ColdFusion Architecture

There are several components that make up the ColdFusion environment, from which you can develop ColdFusion applications. As I mentioned earlier, a ColdFusion application is simply a collection of templates (web pages) that work together to allow a user to perform a task. These templates don’t exist in a vacuum, however. To get a better idea of how a ColdFusion application is constructed, you need to understand the components that make up the ColdFusion environment:

ColdFusion Application Server

The ColdFusion Application Server processes all the CFML code in the templates passed to it by the web server. It then returns the dynamically generated results to the web server, so that the output can be sent to the user’s browser. The ColdFusion Application Server integrates with a number of popular web servers via native APIs and is also capable of running in CGI mode. Once the ColdFusion Application Server is set up, it works silently in the background, so we won’t be talking much about it in this book.

ColdFusion Studio (or other text-editing software)

ColdFusion Studio is the Integrated Development Environment (IDE) for the ColdFusion Application Server. Studio provides developers with a visual environment for developing, testing, debugging, and deploying ColdFusion applications. Although ColdFusion applications can be written using any text editor capable of saving ASCII output, ColdFusion Studio offers many advantages that make it worth considering. This book doesn’t concern itself with how you create your ColdFusion applications, so ColdFusion Studio isn’t covered.

ColdFusion Markup Language (CFML) templates

The ColdFusion Markup Language (CFML) is the language that you use to create ColdFusion applications. CFML is a tag-based language, just like HTML. You use it in conjunction with HTML and other client-side languages, such as JavaScript and VBScript, to create the templates that make up a ColdFusion application. CFML is used to determine what to display, while HTML specifies how to display it, an important distinction. This book covers all the CFML tags and functions supported by ColdFusion.

Web server

The web server funnels browser requests for CFML templates through the ColdFusion Application Server. The web server is also responsible for passing the output returned by the ColdFusion Application Server back to the browser. As I already mentioned, ColdFusion works the same way on all supported web servers, so your choice of web server isn’t important and won’t affect your programming.

ColdFusion Administrator

The ColdFusion Administrator is actually a ColdFusion application for configuring and administering the ColdFusion Application Server. The ColdFusion Administrator handles everything from registering and setting up data sources to logging and security. This is a book for programmers, so it doesn’t cover configuration and administration. For more information on configuring and administering the ColdFusion Application Server, you need to consult the documentation that comes with your edition of ColdFusion.

Data sources

ColdFusion is capable of interacting with a number of external data sources, including databases (via ODBC, OLE-DB, and native drivers), Verity collections, LDAP directories, POP3 and SMTP mail servers, FTP servers, and other HTTP servers. This allows you to create ColdFusion applications that send and receive email, transfer files with FTP, query directory servers, and request content from other web servers. Because most web applications interact with databases, this book demonstrates using ColdFusion with databases. It also includes chapters that show how to use ColdFusion to interact with the other kinds of data sources I just mentioned.

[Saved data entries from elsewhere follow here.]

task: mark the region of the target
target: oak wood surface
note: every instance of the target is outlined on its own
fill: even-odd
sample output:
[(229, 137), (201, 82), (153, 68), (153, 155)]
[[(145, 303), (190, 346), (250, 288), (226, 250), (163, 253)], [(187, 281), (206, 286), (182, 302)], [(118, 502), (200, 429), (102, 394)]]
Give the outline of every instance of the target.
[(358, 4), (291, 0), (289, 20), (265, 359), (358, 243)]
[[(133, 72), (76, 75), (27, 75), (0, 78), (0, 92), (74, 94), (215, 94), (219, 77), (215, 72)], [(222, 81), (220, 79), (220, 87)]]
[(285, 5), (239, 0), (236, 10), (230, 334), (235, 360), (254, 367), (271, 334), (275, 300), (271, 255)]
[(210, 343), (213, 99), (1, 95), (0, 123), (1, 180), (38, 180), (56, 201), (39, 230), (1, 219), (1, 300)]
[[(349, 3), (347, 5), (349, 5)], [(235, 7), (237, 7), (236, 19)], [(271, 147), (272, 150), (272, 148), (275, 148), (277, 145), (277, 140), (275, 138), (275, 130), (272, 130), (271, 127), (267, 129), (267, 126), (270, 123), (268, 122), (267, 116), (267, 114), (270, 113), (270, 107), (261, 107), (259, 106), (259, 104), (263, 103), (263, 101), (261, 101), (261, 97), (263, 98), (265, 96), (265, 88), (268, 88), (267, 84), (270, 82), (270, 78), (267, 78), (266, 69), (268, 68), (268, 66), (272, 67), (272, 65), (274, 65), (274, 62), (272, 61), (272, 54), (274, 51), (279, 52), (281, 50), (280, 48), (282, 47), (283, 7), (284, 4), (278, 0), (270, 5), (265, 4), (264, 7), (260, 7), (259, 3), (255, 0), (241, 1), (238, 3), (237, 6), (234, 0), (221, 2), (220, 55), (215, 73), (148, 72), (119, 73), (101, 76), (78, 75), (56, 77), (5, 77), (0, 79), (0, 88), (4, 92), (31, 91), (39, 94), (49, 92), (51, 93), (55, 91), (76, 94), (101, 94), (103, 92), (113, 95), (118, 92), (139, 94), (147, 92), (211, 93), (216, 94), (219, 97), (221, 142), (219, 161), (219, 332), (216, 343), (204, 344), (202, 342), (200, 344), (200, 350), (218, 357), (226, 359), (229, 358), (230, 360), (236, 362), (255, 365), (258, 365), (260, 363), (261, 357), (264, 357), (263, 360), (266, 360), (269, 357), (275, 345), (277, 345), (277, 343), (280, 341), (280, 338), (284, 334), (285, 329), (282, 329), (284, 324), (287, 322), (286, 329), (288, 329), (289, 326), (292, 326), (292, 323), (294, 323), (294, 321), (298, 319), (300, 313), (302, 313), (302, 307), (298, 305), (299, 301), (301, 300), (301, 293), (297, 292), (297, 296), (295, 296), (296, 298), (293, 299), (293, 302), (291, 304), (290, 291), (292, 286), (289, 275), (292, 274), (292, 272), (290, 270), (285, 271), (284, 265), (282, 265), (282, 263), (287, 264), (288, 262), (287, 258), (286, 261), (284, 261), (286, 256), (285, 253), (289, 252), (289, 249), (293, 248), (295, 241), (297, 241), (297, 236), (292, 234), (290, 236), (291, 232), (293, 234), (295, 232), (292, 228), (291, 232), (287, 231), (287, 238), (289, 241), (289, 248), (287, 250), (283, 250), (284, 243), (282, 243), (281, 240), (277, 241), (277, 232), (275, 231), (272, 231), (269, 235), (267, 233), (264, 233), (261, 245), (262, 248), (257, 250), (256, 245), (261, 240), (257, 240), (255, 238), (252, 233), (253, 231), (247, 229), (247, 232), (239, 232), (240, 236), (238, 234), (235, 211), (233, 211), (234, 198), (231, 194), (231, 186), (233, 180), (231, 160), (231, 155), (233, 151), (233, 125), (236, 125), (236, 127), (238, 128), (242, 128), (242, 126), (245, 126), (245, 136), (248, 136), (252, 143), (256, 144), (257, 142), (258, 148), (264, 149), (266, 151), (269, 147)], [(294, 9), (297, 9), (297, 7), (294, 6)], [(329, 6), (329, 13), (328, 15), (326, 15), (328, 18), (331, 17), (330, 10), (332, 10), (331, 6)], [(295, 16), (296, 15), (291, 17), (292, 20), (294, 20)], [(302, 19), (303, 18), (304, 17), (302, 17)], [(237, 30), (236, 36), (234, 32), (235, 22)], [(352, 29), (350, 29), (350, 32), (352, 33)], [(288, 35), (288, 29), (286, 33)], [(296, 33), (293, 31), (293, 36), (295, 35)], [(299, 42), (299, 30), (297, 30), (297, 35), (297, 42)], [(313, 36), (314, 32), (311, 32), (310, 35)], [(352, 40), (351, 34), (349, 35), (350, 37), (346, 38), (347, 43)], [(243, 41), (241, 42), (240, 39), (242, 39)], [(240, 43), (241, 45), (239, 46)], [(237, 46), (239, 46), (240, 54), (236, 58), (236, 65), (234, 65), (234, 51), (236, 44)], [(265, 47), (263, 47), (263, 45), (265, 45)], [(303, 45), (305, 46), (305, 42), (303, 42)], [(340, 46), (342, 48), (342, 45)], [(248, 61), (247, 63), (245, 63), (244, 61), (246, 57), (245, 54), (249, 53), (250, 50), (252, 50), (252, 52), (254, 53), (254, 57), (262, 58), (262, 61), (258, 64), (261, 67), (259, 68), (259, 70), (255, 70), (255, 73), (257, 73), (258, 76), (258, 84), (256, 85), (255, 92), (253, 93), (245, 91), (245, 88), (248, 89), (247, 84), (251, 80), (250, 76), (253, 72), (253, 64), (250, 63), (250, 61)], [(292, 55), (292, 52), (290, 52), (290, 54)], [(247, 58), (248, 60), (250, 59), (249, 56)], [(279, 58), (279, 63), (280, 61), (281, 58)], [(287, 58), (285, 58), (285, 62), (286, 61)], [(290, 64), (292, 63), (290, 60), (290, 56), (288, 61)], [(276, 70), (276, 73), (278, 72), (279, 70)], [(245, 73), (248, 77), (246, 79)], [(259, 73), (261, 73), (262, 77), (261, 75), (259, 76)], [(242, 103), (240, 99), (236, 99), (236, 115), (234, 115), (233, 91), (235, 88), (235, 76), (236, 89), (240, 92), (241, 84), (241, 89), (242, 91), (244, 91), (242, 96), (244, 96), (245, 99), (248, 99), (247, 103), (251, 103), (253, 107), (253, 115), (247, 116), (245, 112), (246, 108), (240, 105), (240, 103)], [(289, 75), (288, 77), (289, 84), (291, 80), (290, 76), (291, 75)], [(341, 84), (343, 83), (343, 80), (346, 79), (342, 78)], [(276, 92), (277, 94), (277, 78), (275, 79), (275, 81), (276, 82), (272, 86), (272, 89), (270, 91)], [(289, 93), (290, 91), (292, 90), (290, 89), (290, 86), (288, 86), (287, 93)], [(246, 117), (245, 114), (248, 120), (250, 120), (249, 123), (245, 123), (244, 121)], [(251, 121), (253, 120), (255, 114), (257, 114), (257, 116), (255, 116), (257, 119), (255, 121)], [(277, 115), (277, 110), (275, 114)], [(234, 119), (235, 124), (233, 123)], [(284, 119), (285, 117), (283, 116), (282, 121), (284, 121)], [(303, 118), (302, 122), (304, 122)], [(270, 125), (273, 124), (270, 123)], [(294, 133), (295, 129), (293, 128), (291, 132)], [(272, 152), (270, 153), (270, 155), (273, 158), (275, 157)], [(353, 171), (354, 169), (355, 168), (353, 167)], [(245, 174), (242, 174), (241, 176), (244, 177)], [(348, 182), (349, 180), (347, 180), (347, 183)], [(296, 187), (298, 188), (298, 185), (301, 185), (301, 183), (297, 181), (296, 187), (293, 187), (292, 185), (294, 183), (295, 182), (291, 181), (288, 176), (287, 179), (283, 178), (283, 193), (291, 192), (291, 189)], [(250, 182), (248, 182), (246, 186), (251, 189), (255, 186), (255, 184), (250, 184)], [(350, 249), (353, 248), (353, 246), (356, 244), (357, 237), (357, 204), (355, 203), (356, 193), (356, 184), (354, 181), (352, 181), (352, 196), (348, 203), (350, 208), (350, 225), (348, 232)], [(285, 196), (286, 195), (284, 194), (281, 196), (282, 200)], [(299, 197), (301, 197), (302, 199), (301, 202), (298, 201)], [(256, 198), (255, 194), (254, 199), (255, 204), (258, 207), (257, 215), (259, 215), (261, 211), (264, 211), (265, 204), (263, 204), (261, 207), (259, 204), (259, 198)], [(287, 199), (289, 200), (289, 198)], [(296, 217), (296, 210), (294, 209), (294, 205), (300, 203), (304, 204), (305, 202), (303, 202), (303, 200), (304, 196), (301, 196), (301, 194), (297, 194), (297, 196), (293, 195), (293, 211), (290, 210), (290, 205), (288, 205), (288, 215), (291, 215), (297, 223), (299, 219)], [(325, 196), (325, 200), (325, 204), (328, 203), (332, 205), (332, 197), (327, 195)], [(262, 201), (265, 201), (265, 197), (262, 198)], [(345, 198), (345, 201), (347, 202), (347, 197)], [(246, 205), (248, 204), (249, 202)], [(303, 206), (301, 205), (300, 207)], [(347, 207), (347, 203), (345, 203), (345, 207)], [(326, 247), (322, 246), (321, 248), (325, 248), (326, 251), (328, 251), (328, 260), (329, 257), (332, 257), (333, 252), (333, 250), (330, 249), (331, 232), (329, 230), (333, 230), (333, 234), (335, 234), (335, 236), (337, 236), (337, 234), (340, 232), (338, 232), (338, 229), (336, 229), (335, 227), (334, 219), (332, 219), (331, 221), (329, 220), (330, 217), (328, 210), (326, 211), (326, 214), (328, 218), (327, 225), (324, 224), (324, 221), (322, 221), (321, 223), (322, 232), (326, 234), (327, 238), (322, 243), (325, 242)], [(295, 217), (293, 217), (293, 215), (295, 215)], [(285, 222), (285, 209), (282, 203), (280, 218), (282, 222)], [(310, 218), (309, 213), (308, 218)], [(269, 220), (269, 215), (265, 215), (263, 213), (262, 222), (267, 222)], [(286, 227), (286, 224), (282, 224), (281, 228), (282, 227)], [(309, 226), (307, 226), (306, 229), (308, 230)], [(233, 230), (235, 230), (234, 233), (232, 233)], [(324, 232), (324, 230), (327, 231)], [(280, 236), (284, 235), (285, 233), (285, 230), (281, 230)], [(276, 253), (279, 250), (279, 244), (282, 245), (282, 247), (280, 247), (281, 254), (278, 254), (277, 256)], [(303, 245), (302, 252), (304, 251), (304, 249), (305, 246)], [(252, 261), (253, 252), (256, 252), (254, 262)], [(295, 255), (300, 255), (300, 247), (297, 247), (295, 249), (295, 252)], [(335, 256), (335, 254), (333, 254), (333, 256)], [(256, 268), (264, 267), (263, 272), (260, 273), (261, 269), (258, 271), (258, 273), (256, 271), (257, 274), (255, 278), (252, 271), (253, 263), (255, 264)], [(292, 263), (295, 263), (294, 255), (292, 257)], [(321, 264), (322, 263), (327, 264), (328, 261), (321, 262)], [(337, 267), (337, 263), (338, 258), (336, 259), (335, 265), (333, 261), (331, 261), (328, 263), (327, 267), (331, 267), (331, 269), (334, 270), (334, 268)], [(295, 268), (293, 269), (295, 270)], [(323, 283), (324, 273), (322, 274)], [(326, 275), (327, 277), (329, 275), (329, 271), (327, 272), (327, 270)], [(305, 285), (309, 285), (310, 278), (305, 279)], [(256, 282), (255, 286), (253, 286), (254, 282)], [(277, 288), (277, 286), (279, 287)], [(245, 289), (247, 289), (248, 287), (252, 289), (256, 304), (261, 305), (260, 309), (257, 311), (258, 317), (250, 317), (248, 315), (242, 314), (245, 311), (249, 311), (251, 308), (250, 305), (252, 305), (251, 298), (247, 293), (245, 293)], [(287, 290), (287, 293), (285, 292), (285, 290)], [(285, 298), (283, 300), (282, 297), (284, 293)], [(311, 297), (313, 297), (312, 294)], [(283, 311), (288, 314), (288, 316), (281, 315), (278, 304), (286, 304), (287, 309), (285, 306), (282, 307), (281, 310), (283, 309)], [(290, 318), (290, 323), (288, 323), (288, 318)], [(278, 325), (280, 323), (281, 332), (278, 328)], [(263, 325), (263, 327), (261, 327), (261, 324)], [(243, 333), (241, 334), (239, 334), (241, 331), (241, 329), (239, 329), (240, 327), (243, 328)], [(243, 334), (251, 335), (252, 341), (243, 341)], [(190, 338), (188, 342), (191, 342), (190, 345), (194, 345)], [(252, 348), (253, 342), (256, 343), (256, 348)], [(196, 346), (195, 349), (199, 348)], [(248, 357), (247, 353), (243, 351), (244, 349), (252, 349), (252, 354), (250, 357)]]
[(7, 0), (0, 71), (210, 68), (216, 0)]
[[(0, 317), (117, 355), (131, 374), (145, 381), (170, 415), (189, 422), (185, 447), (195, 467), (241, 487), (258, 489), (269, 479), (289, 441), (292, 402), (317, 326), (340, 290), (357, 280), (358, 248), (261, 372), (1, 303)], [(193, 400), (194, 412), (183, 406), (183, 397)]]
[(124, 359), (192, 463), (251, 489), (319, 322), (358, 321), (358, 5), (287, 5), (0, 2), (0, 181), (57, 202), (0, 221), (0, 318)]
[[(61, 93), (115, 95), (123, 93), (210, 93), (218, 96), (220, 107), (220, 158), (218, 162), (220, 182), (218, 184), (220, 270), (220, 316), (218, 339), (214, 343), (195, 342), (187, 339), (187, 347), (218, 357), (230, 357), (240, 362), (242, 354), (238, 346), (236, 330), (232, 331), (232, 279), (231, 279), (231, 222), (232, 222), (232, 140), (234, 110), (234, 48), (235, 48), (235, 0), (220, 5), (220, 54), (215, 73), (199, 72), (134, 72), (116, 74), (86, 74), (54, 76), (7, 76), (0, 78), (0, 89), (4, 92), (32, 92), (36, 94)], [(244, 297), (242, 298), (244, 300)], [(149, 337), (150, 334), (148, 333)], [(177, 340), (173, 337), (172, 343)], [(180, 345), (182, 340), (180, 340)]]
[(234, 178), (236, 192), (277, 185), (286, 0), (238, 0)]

ColdFusion can interact with various external objects, including COM/DCOM objects, CORBA objects, and Java objects (including Enterprise JavaBeans components). This allows your ColdFusion applications to interact with third-party components as well as back-end systems written in other languages, which makes ColdFusion an excellent choice for acting as the “glue” that ties together all sorts of disparate systems into a cohesive application. Using ColdFusion to interact with external objects is covered in Chapter 23.


CFML is extensible via custom extensions written in a variety of languages, such as C++, Java, and Delphi, and even CFML. By writing an extension, you can include functionality not natively available in the core ColdFusion language. For example, ColdFusion can’t natively connect to a NNTP news server, but if you are skilled in C++, Java, or Delphi, you can easily build a CFX extension to support such a connection. Creating custom tags using CFML is covered in Chapter 19. Custom extensions are beyond the scope of this book, however, so for more information on developing your own custom extensions using C++, Delphi, or Java, you need to consult the documentation that came with your edition of ColdFusion.

Now that you understand the components that comprise the ColdFusion environment, let’s look at how ColdFusion processes requests:

  1. A web browser makes a request to a web server for a template with a .cfm extension.

  2. The web server receives the request and forwards it to the ColdFusion Application Server.

  3. The ColdFusion Application Server parses the CFML template and processes the tags and functions accordingly, interacting with other services, such as data sources or mail servers, as necessary.

  4. The ColdFusion Application Server combines its dynamic output with the static HTML (and JavaScript or VB Script, if any) in the template and passes the whole page back to the web server.

  5. The web server passes the dynamically generated content back to the client machine’s web browser.

This entire process is illustrated in Figure 1-1.